An overserved night at the Duck Blind
The song went to country radio on May 28, 2026, debuting at No. 31 on Billboard’s Country Airplay chart with 112 first-week adds — a strong start for what fans immediately pegged as a bar anthem for the season. Then, on July 9, came the video that turns the joke visual. Directed by Wes Edwards and filmed at Green’s own Duck Blind bar in Nashville, the clip follows a progressively drunker Green through a night that starts normal and slides into cheerful disaster — at one point he mistakes his beloved corgi, Carl, for the bartender — before he ends up on stage playing for a good-time crowd. Carl’s cameo did as much for the video’s shareability as any lyric; a country superstar getting out-deadpanned by a corgi is the kind of thing the internet was built to pass around.

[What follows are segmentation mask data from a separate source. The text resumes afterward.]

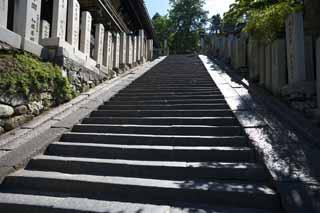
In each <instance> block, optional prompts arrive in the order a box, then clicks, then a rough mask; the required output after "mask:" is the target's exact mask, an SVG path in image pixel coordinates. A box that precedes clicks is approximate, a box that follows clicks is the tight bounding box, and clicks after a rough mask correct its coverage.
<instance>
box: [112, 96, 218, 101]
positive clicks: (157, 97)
mask: <svg viewBox="0 0 320 213" xmlns="http://www.w3.org/2000/svg"><path fill="white" fill-rule="evenodd" d="M206 98H208V99H224V96H223V95H163V96H157V95H151V96H150V95H148V96H135V95H129V96H124V95H115V96H114V97H112V98H111V99H110V101H113V100H114V101H135V100H139V101H145V100H151V101H152V100H188V99H191V100H192V99H206Z"/></svg>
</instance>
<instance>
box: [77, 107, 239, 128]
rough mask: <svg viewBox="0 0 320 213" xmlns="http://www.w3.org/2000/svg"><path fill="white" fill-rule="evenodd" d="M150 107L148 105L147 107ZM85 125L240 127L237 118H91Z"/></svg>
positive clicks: (134, 117)
mask: <svg viewBox="0 0 320 213" xmlns="http://www.w3.org/2000/svg"><path fill="white" fill-rule="evenodd" d="M147 106H148V105H147ZM82 123H83V124H129V125H130V124H137V125H140V124H142V125H152V124H153V125H207V126H210V125H211V126H238V125H239V122H238V120H237V119H236V118H235V117H211V118H210V117H208V118H198V117H190V118H183V117H180V118H179V117H124V118H121V117H117V118H113V117H100V118H95V117H90V118H84V119H83V120H82Z"/></svg>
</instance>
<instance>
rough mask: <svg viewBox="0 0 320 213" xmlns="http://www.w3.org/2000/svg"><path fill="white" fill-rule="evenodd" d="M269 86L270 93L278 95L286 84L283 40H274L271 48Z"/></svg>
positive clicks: (284, 42) (285, 57) (286, 82)
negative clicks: (270, 61) (270, 63)
mask: <svg viewBox="0 0 320 213" xmlns="http://www.w3.org/2000/svg"><path fill="white" fill-rule="evenodd" d="M271 56H272V58H271V77H272V80H271V83H272V84H271V85H272V92H273V94H275V95H280V90H281V88H282V87H283V86H285V85H286V84H287V71H286V68H287V65H286V42H285V40H284V39H278V40H275V41H274V42H273V43H272V46H271Z"/></svg>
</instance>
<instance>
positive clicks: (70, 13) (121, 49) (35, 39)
mask: <svg viewBox="0 0 320 213" xmlns="http://www.w3.org/2000/svg"><path fill="white" fill-rule="evenodd" d="M153 38H154V29H153V26H152V24H151V20H150V17H149V14H148V12H147V9H146V7H145V4H144V1H143V0H121V1H119V0H0V41H1V42H4V43H6V44H9V45H10V46H12V47H14V48H17V49H22V50H25V51H27V52H30V53H32V54H35V55H37V56H39V57H41V58H42V59H44V60H49V61H53V62H55V63H57V64H58V65H60V66H61V67H62V68H63V70H68V69H72V68H74V67H76V68H77V69H82V70H86V71H90V72H94V73H95V74H98V75H100V74H102V75H109V74H110V72H112V73H119V72H121V71H124V70H126V69H127V68H130V67H133V66H136V65H138V64H141V63H144V62H146V61H148V60H152V58H153Z"/></svg>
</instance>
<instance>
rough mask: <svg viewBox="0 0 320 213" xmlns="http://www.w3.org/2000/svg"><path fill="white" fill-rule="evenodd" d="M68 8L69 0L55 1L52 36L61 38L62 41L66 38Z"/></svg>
mask: <svg viewBox="0 0 320 213" xmlns="http://www.w3.org/2000/svg"><path fill="white" fill-rule="evenodd" d="M67 9H68V1H67V0H55V1H53V14H52V37H53V38H60V39H61V40H62V41H65V39H66V28H67Z"/></svg>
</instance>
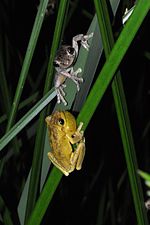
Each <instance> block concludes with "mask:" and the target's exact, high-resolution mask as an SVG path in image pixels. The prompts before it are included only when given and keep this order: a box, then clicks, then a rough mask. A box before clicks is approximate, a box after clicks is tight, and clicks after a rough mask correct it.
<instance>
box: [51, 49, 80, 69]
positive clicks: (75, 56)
mask: <svg viewBox="0 0 150 225" xmlns="http://www.w3.org/2000/svg"><path fill="white" fill-rule="evenodd" d="M75 59H76V52H75V49H74V48H73V47H72V46H70V45H62V46H61V47H60V49H59V50H58V52H57V54H56V57H55V60H54V63H53V65H54V66H55V68H56V69H57V68H58V67H59V68H61V69H67V68H69V67H70V66H72V65H73V63H74V61H75Z"/></svg>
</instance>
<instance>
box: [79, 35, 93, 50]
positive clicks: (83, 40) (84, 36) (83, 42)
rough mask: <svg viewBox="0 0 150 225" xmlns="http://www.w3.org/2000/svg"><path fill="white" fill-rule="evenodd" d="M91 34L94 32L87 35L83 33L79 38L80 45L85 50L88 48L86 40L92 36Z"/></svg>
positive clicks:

The next era of Riley Green
The single opens a big new chapter. It’s the lead track from That’s Just Me, Green’s album due September 18, 2026, and it arrives during one of the strongest runs of his career. His 2024 album Don’t Mind If I Do made him the first artist since Taylor Swift, more than a decade earlier, to score back-to-back Country Airplay No. 1s with songs he wrote entirely by himself. He has seven career No. 1s, a multi-Platinum breakthrough in There Was This Girl, and the kind of crossover reach that recently landed him an acting role on the CBS Yellowstone spinoff Marshals and a coaching chair on The Voice. Through all of it, the thing that keeps Green tethered is the storytelling — and honoring the singers who taught him how. Toby Keith died in February 2024. A few months later, one of his students turned a drinking joke into a way to keep his name alive, and to help some sick kids while doing it. That’s about as country as it gets.